Charles Duncombe said, based on research, that a single spelling mistake on a webpage can cut online sales by up to 50 per cent.
Mr Duncombe, who runs travel, mobile phones and clothing websites, said the main problem is not technology for online firms, but staff who can't spell.
"Often these cutting-edge companies depend upon old-fashioned skills," said Mr Duncombe to the BBC.
Figures from the Office for National Statistics published last month showed internet sales in the UK running at £527m per week.
"I know that industry bemoaning the education system is nothing new but it is becoming more and more of a problem with more companies going online.
"This is because when you sell or communicate on the internet 99% of the time it is done by the written word."
However, language expert Neil Taylor, from The Writer, believes there is more to an online business than just correct spelling.
"Yes, dodgy spelling can make you look unprofessional, or at the very least, that your attention to detail isn’t what it could be," he said.
"But accurate writing alone doesn’t make people warm to you, or be persuaded by you, or interested in you.
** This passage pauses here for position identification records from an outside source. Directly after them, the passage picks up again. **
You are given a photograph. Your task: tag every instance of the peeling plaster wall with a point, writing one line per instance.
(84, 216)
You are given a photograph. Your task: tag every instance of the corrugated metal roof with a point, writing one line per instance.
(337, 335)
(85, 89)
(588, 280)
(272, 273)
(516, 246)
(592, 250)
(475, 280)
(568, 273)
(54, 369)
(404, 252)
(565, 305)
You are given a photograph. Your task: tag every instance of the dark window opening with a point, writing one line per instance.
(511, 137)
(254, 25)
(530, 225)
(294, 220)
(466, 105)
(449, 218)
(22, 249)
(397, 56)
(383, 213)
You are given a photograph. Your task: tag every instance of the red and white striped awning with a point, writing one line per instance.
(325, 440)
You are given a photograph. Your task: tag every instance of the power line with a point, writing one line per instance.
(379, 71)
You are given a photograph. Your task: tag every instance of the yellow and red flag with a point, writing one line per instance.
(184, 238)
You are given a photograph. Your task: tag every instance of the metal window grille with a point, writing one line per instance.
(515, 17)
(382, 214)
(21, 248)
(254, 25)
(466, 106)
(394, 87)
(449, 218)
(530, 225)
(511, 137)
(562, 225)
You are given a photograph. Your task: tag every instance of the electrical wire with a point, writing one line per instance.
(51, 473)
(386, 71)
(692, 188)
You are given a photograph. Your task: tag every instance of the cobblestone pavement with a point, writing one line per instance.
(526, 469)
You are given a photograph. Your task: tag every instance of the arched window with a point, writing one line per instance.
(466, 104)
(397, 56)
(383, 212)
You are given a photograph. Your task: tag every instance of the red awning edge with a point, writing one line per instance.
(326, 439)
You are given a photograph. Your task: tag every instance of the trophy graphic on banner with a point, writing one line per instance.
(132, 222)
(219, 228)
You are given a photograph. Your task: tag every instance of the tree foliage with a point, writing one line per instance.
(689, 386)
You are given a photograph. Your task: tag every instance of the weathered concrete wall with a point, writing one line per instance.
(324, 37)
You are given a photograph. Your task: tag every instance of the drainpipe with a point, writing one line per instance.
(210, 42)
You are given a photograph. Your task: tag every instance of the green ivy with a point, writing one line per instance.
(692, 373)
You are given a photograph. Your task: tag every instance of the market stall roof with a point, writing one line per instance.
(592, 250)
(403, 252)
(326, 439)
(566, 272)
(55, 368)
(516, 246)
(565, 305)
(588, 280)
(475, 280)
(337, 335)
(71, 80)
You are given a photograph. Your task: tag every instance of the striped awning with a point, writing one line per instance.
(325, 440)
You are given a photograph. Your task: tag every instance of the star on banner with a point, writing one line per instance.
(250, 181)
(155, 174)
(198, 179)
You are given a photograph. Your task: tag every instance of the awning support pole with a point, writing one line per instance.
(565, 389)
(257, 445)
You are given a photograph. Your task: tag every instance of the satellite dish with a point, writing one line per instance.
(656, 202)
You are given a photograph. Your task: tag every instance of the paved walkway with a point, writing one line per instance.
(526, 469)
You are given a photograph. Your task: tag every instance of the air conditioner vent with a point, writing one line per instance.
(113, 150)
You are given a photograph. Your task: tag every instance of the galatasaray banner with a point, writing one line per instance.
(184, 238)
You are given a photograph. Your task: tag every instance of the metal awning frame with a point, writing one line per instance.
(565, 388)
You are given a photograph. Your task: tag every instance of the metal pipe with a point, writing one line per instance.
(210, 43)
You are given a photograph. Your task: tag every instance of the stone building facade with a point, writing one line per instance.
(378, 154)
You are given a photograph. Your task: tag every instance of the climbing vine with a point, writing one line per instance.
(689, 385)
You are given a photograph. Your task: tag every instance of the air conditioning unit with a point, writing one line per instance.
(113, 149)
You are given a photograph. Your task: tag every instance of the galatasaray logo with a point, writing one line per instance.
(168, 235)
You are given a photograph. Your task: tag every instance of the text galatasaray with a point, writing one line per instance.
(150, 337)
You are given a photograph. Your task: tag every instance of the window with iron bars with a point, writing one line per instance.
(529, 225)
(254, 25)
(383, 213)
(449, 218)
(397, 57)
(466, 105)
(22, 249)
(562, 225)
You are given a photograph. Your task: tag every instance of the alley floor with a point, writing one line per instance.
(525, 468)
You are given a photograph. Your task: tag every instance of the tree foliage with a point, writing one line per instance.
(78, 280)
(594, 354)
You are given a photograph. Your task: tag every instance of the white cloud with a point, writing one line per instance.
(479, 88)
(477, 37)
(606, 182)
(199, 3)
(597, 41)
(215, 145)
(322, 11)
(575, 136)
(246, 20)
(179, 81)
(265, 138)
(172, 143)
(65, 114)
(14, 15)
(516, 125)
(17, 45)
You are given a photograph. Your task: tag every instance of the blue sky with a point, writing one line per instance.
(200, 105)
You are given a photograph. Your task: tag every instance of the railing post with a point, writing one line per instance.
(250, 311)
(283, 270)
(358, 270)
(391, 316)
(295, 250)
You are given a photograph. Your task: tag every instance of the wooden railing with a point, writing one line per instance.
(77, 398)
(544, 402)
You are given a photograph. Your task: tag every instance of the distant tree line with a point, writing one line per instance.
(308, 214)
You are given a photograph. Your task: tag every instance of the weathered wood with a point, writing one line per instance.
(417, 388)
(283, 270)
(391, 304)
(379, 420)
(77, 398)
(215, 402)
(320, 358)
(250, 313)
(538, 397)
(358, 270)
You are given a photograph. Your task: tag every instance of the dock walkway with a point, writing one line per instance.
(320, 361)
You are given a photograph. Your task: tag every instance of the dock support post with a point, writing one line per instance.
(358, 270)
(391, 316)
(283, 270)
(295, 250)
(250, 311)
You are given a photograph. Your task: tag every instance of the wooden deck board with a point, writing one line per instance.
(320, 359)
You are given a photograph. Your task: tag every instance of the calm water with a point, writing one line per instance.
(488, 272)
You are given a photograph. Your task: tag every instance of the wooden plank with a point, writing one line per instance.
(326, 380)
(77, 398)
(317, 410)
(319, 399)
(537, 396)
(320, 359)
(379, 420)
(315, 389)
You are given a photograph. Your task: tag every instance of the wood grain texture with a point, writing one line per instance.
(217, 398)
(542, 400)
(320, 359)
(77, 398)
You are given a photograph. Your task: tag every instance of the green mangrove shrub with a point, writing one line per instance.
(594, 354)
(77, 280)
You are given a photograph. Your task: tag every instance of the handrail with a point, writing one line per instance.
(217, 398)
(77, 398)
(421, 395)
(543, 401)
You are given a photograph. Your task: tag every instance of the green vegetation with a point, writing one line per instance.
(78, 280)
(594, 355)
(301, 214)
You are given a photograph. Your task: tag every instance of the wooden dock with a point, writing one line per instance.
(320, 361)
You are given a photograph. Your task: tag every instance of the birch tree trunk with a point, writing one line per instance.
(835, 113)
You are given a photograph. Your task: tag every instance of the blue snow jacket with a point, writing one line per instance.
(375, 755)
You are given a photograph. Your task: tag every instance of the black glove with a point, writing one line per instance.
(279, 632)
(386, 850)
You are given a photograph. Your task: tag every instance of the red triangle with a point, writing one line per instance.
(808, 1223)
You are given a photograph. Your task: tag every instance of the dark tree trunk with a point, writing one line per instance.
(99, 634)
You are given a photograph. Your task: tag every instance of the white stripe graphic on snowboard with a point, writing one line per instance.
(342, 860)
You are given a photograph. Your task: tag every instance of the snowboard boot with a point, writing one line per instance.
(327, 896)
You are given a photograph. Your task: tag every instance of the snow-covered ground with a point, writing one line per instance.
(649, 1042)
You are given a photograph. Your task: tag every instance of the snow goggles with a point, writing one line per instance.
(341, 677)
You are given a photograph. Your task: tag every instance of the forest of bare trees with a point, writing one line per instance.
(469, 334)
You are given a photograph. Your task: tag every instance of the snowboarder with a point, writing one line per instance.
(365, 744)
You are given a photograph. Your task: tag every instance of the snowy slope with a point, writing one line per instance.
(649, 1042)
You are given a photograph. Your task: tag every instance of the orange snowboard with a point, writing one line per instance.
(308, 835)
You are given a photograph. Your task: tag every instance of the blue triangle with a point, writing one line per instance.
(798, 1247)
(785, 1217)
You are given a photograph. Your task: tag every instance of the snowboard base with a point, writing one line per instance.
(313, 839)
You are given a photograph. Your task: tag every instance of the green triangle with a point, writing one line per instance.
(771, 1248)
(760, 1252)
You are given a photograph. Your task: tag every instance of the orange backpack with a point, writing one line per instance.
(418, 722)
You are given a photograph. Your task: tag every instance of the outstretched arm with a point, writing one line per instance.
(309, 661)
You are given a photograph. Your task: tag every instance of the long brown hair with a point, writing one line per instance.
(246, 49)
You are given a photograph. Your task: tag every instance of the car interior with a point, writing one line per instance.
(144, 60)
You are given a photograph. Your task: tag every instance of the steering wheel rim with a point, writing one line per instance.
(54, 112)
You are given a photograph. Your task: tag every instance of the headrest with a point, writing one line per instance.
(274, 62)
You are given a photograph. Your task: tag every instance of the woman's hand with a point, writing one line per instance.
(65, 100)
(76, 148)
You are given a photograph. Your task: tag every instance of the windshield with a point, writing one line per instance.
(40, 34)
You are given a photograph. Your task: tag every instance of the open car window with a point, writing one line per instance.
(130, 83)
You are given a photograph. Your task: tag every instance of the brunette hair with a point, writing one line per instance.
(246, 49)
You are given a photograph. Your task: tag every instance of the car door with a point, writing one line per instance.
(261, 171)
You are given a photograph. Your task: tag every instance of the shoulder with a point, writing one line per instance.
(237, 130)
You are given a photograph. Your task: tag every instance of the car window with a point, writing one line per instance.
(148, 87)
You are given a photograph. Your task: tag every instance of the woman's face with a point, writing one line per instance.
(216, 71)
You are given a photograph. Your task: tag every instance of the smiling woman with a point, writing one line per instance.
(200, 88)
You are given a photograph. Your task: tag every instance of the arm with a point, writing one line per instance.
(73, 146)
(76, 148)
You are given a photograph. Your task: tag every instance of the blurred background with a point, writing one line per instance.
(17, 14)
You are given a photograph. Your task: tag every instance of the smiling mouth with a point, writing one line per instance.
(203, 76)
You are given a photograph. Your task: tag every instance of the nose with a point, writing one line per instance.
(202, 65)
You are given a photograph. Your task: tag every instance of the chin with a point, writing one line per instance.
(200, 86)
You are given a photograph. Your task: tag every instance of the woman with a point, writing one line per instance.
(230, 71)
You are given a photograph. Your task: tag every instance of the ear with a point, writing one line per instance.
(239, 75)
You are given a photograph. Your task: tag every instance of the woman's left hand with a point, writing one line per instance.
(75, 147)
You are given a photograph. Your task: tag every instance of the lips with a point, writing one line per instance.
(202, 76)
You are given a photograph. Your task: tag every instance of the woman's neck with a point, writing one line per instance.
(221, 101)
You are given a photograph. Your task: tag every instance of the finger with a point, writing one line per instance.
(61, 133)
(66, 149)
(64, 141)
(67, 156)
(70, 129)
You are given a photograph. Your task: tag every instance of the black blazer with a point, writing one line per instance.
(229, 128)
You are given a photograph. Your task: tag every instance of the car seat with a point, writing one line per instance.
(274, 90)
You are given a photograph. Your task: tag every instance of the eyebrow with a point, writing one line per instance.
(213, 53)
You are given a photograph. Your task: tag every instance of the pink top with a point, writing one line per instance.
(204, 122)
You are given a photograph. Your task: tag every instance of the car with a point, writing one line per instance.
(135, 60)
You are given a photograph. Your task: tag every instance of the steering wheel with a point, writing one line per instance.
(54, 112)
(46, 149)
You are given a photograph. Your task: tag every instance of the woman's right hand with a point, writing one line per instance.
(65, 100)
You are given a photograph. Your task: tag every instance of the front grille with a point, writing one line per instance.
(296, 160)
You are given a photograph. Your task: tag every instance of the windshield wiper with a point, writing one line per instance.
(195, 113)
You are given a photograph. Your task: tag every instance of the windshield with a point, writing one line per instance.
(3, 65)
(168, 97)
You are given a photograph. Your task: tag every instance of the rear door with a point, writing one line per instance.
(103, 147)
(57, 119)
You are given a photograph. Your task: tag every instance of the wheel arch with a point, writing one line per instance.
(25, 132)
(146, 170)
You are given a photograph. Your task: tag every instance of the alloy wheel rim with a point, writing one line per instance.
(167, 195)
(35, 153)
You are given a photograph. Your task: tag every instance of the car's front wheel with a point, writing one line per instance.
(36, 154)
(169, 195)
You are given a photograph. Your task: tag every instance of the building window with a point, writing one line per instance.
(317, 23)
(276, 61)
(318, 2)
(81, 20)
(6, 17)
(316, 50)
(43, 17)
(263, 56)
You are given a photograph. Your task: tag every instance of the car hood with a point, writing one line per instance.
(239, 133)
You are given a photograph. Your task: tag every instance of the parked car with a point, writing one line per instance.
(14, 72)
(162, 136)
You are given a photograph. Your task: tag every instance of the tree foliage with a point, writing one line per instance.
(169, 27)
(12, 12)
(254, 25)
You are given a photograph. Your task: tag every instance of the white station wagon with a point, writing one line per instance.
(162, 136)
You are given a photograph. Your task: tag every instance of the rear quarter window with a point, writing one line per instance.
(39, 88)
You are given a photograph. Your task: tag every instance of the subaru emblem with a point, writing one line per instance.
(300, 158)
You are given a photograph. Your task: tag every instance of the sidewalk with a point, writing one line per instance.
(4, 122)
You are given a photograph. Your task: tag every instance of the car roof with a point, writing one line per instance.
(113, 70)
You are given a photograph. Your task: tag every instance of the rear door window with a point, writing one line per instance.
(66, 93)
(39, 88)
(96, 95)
Being a good proofreader doesn’t make you a best-selling novelist.
"That’s much more to do with the way you write. Lots of businesses write to customers ‘professionally’, but don’t give the sense that they really care, or understand what matters to customers.
"And lots of people produce faultless CVs, but they’re too anonymous to tempt anyone to interview them (and in fact, most people would forgive a few typos in a CV if that person looked interesting enough to meet).
"Spelling and grammar are hygiene factors. Personality makes the difference."